🤖 AI Summary
This study investigates the boundaries of mental simulation in human intuitive physical reasoning, focusing on two systematic errors in pour-angle prediction. We propose the Simulation–Heuristic Model (SHM), the first quantitative framework characterizing the adaptive switch from short-horizon mental simulation to long-horizon linear heuristics. Integrating mental simulation modeling, behavioral experimentation, linear-regression heuristic modeling, and computational cognitive modeling, SHM accurately reproduces human error patterns across multiple scenarios while maintaining robust predictive performance. It substantially improves fit to real-world intuitive physical behavior compared to single-mechanism accounts. By transcending the limitations of unitary explanatory frameworks, SHM provides the first computationally explicit and empirically testable dual-mode dynamic account of the adaptive nature of intuitive physical reasoning.
📝 Abstract
The role of mental simulation in human physical reasoning is widely acknowledged, but whether it is employed across scenarios with varying simulation costs and where its boundary lies remains unclear.
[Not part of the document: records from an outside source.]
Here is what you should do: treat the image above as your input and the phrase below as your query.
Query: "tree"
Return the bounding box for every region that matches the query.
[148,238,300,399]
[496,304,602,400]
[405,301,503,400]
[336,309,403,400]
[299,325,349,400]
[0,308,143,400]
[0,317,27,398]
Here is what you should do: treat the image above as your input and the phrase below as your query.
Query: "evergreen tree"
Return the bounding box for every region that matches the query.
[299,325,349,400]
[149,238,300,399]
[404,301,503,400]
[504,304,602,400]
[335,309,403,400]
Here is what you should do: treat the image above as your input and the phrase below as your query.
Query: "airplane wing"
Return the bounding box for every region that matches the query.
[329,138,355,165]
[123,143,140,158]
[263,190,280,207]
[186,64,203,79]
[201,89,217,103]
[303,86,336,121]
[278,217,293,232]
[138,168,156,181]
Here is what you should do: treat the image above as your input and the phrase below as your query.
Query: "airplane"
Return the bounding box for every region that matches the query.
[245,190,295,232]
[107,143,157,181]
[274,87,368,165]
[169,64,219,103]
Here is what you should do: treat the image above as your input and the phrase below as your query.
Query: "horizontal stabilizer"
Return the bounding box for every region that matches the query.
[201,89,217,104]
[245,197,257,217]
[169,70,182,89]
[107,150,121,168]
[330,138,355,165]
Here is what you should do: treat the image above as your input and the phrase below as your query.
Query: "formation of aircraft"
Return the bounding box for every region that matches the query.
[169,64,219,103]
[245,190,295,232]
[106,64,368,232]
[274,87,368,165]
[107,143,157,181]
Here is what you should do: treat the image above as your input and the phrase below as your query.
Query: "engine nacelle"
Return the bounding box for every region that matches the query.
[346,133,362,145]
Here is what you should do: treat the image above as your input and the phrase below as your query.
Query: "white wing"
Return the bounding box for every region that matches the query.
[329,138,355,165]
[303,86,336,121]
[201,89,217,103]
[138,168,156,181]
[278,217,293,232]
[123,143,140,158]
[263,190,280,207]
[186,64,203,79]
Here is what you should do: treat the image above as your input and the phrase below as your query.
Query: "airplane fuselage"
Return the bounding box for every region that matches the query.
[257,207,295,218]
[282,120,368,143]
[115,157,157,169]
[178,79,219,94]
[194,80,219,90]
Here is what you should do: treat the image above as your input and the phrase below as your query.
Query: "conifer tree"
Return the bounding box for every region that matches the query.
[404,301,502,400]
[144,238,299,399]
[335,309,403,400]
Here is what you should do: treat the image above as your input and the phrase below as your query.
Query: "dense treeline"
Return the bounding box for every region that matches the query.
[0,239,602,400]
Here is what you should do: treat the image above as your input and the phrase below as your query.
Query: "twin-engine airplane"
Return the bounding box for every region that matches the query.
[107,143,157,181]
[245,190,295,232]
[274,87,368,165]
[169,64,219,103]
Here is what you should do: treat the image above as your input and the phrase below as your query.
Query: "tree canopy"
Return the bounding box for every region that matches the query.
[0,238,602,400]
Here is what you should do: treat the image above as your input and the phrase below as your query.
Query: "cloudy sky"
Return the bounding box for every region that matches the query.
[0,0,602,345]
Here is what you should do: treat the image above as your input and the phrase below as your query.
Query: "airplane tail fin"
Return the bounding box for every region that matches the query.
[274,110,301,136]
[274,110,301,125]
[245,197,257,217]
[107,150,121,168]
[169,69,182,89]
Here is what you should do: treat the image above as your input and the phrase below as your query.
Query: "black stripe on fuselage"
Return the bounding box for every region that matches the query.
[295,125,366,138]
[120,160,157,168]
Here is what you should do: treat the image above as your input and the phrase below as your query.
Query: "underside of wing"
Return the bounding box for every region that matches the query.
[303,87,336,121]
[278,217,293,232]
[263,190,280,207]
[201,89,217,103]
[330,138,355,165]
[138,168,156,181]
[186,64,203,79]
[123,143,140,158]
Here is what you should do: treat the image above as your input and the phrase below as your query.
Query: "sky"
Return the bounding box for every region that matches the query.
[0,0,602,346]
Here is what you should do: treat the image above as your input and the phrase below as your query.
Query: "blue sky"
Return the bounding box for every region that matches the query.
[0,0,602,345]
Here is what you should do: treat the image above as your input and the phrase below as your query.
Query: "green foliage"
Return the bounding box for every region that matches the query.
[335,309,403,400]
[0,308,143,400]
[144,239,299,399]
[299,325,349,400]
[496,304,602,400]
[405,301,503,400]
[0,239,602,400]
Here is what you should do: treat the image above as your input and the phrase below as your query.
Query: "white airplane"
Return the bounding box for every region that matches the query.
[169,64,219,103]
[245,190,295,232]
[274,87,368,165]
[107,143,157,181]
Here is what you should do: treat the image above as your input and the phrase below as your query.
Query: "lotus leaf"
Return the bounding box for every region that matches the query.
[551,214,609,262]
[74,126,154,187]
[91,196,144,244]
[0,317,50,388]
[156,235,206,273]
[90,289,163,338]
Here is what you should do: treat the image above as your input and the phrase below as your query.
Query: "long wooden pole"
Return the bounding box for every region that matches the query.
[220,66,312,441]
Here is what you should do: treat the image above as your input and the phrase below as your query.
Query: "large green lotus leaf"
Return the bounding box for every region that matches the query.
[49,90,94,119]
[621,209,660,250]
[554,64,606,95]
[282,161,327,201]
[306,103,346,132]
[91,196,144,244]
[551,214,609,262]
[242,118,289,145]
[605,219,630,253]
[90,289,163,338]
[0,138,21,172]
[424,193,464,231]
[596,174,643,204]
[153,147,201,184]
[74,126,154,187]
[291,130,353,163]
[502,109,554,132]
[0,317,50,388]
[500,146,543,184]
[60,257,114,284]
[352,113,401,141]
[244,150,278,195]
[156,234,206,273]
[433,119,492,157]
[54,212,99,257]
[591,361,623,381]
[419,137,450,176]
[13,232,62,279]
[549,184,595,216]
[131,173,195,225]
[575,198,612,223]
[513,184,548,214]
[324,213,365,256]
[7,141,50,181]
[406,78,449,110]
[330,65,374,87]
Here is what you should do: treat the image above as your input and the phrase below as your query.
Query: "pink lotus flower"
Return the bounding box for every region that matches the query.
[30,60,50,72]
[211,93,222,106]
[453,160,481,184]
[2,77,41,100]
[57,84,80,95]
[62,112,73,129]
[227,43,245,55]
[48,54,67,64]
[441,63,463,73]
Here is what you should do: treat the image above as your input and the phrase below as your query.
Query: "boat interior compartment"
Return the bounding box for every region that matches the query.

Using a pouring-marble task, our human study revealed two distinct error patterns when predicting pouring angles, differentiated by simulation time. While mental simulation accurately captured human judgments in simpler scenarios, a linear heuristic model better matched human predictions when simulation time exceeded a certain boundary. Motivated by these observations, we propose a dual-process framework, Simulation-Heuristics Model (SHM), where intuitive physics employs simulation for short-time simulation but switches to heuristics when simulation becomes costly. By integrating computational methods previously viewed as separate into a unified model, SHM quantitatively captures their switching mechanism. The SHM aligns more precisely with human behavior and demonstrates consistent predictive performance across diverse scenarios, advancing our understanding of the adaptive nature of intuitive physical reasoning.